L’andamento degli ultimi anni ha segnato un’importante inversione di rotta nella nazione. Dal 1980 al 2015, e dunque per oltre trent’anni, il regime si adoperò per ridurre il tasso di natalità, imponendo alle famiglie la politica del figlio unico. Introdotta da grandi campagne di propaganda nel corso degli anni Settanta, fu annunciata ufficialmente nel 1979 e resa operativa nel 1980. Deng Xiaoping, all’epoca leader della Cina, sosteneva l’importanza di attenersi ad essa per garantire prosperità e benessere al popolo. Di fatto, però, il governo ha messo in atto la politica del figlio unico con brutalità. Nel migliore dei casi, chi trasgrediva doveva pagare una multa pecuniaria; se si era dipendenti pubblici, però, si rischiava il lavoro. Aborti e sterilizzazioni forzate, inoltre, erano all’ordine del giorno.
Il tasso di natalità in Cina preoccupa Xi Jinping
Queste misure, insieme ai cambiamenti sociali causati dall’aumento del tenore di vita e del livello di istruzione, hanno portato a un drastico crollo del numero delle nascite.

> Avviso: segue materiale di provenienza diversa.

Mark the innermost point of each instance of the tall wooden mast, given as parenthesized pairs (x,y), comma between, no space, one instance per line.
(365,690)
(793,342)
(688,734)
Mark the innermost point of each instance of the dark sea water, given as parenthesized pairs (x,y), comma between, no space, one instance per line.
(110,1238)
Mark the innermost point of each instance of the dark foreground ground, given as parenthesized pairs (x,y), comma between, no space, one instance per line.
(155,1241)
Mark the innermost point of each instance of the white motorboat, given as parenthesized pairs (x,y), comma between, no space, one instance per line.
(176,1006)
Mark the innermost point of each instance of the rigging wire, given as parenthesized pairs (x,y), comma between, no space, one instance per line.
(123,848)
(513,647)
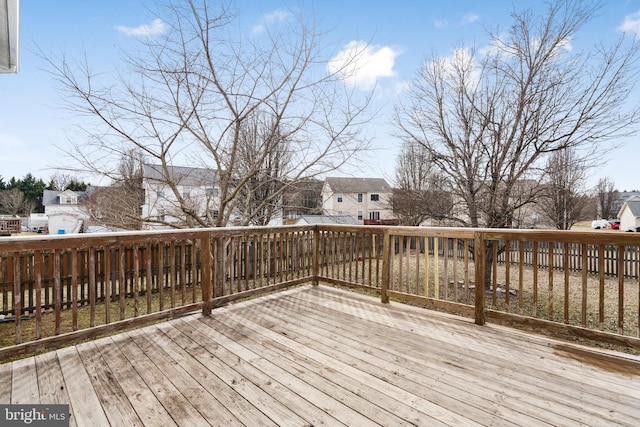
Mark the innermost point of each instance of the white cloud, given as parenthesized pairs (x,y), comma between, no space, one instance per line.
(469,18)
(362,64)
(156,28)
(631,23)
(271,18)
(440,23)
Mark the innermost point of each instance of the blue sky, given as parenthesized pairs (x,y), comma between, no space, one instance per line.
(401,33)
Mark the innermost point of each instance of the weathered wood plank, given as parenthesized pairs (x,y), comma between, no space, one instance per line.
(530,373)
(176,404)
(53,389)
(146,405)
(85,405)
(6,374)
(266,403)
(421,408)
(323,356)
(198,395)
(356,395)
(117,406)
(182,353)
(304,399)
(24,387)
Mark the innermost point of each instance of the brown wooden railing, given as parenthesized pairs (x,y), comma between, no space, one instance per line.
(59,289)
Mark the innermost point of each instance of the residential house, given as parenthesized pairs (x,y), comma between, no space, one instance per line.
(302,198)
(616,205)
(362,198)
(629,214)
(164,188)
(65,210)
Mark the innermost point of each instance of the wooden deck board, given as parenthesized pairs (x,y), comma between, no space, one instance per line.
(322,356)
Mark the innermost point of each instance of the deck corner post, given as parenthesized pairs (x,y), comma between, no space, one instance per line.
(386,253)
(479,267)
(315,255)
(207,282)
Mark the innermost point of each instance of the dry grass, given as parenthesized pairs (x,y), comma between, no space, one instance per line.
(84,318)
(540,295)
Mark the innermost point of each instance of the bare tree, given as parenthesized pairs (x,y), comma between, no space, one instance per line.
(607,194)
(264,155)
(490,119)
(189,95)
(564,203)
(420,193)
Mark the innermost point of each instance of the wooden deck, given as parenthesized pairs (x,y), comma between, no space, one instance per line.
(322,356)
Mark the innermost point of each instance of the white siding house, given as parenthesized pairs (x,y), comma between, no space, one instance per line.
(161,201)
(64,211)
(362,198)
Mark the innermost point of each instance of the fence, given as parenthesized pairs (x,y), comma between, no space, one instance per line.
(576,283)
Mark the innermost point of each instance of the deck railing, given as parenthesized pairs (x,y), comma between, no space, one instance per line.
(63,288)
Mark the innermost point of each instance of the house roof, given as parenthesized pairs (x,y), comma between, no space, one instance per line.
(358,185)
(633,203)
(181,175)
(50,197)
(328,219)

Con il tempo, però, questo è diventato un problema. Dal 2015, il governo della Repubblica Popolare Cinese ha iniziato ad allentare le imposizioni, ma la frittata, come si suol dire, era già stata fatta. Il precedente record negativo del tasso di natalità era avvenuto nel 2023. el 2024, invece, il numero di nascite è leggermente aumentato, per poi scendere di nuovo lo scorso anno.
Il calo della popolazione preoccupa non poco il presidente Xi Jinping. C’è il forte rischio, infatti, che nei prossimi decenni non ci siano abbastanza lavoratori per sostenere l’economia e il sistema pensionistico. Per questo motivo, nell’ultimo periodo il Partito Comunista Cinese sta promuovendo una serie di iniziative, alcune delle quali piuttosto invadenti per convincere le persone a fare più figli; i tentativi, tuttavia, non sembrano aver sortito alcun effetto.